It is certainly interesting I can tell yah that.


----------



## LarryTheShiveringChipmunk (Jan 7, 2006)

definitely sounds fun


----------



## Totmacher (Jan 7, 2006)

I'm sorta Jealous.


----------



## Flik (Apr 27, 2006)

I just remembered this old thread and thought I would update it with the fact that I got up to 232 as of the 10th. Buffets are my downfall.


----------



## djewell (Apr 27, 2006)

[email protected] said:


> a sort of Catch 22 ... or maybe mutual feeding ... must be fun ...



mitzvah gedoyla liyos b'simcha tamid.


----------



## blubrluvr (Apr 29, 2006)

Izzat Matisyahu in your avatar?


----------



## lizzy (Apr 29, 2006)

I know how you feel. When I started out, I was the one getting other people fat. That was until I met a really heavy guy that I soon discovered was very much interested in seeing me fatten up as well. So the tables were turned (pardon the pun) and I gained almost 25 pounds during that relationship.


----------



## djewell (Apr 30, 2006)

blubrluvr said:


> Izzat Matisyahu in your avatar?



No thats me.


----------



## Flik (Jan 17, 2007)

Sorry to bump an old thread but I remembered making this about a year ago so I thought I might as well give an update. I just hit 240. Jeez and I really thought I was big then. 23 pounds in a year.


----------



## coyote wild (Jan 17, 2007)

looks like you're married to The Madame!


----------



## ZainTheInsane (Jan 17, 2007)

Hahahaha!

Talk about a role-reversal! Kudos to her, she pulled one over on you...

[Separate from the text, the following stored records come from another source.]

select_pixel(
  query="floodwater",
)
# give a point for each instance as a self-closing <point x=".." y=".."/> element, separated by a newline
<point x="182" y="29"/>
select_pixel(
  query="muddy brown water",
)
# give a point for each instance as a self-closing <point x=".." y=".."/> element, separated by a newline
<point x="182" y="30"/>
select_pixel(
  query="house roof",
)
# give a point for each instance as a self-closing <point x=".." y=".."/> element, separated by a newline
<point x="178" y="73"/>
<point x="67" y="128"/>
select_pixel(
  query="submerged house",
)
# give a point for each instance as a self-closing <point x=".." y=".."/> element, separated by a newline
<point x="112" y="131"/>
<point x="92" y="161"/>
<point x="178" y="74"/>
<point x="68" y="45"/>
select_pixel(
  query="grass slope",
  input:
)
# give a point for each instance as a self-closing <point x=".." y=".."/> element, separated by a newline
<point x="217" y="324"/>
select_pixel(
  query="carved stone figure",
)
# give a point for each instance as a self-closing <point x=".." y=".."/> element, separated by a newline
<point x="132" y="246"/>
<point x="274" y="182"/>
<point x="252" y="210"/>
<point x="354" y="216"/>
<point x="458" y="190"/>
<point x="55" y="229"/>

Though I suppose it was voluntary...hehe, so it wasn't soo bad.


----------



## Flik (Apr 12, 2008)

Well another update I thought would be fun. We got married last summer, and even though she has gotten me up to 250, I finaly got her from 115 at 5 foot even to a nice soft 140. I think another 10 lbs on her should be nice bringing us to only 100 lbs apart.


----------



## fat hiker (Apr 12, 2008)

Good stuff, Flik!


----------



## Rebel (Apr 20, 2008)

Good Lord Flik, you are living my fantasy! I'm getting fatter too, but my wife barely tolerates it. And here your lovely bride is stuffing you like a giant teddy bear! I can't wait to hear that she has finally pushed you over an even hundred pound gain, and that you are still getting fatter and fatter!


----------